Coordination was also measured using the Lafayette grooved pegboard test. Subjects were asked to place directional (or grooved) pegs into a pegboard as quickly as possible. The time and the number of dropped pegs were recorded. A total mean time was calculated for the dominant and non-dominant hands. Subjects who scored >2SD above the mean time of the comparison group were scored as having decreased fine motor skills (table 1).
Laboratory methods
DNA was extracted from buccal samples or blood (Qiagen Inc QiAmp DNA Blood Mini Kit; Qiagen, Valencia, California, USA). FMR1 CGG repeat sizes were determined by a fluorescent-sequencer method, as described preveiously,20 using an automated DNA sequencer (ABI Prism 377; Applied Biosystems, Foster City, California, USA). For male samples that did not amplify or for female samples that had only one allele, a second PCR-based hybridisation technique21 was used to identify a possible high repeat size band. The PCR reaction consisted of 1× PCR buffer, 10% dimethyl sulphoxide, 370 μmol/l deazaG, 500 μmol/l d(ACT), 0.3 μmol/l of each primer, 15 ng T4 gene 32, and 1.05 U Taq polymerase (Expand Long Taq; Roche Applied Biosciences, Indianapolis, Indiana, USA).
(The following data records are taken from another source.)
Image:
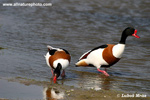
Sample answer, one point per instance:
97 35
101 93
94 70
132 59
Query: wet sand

Primers for the FMR1 repeat region were C: 5′-Cy5GCTCAGCTCCGTTTCGGTTTCACTTCCGGT-3′ and F: 5′-AGCCCCGCACTTCCACCAGCTCCTCCA-3′.22 If a ladder of bands was seen in the PCR result for a subject, indicating mosaicism, a Southern blot was also performed to ensure that there were no full mutation-sized bands.23 Any subject with full mutation alleles was not included in the analysis.
Statistical analyses
The CATSYS 2000 is a sensitive electronic system with delicate attachments, particularly the sway platform, which can be damaged in transport. At each session, the field tester noted any indication of equipment failure or unusual circumstances that might cause abnormal CATSYS results. Before analysis, all results were manually checked for any indication of equipment malfunction (eg outliers or unusual patterns), and any questionable data were deleted from the final dataset. Thus, owing to this equipment malfunction, sample sizes varied for each analysis and are noted in the tables.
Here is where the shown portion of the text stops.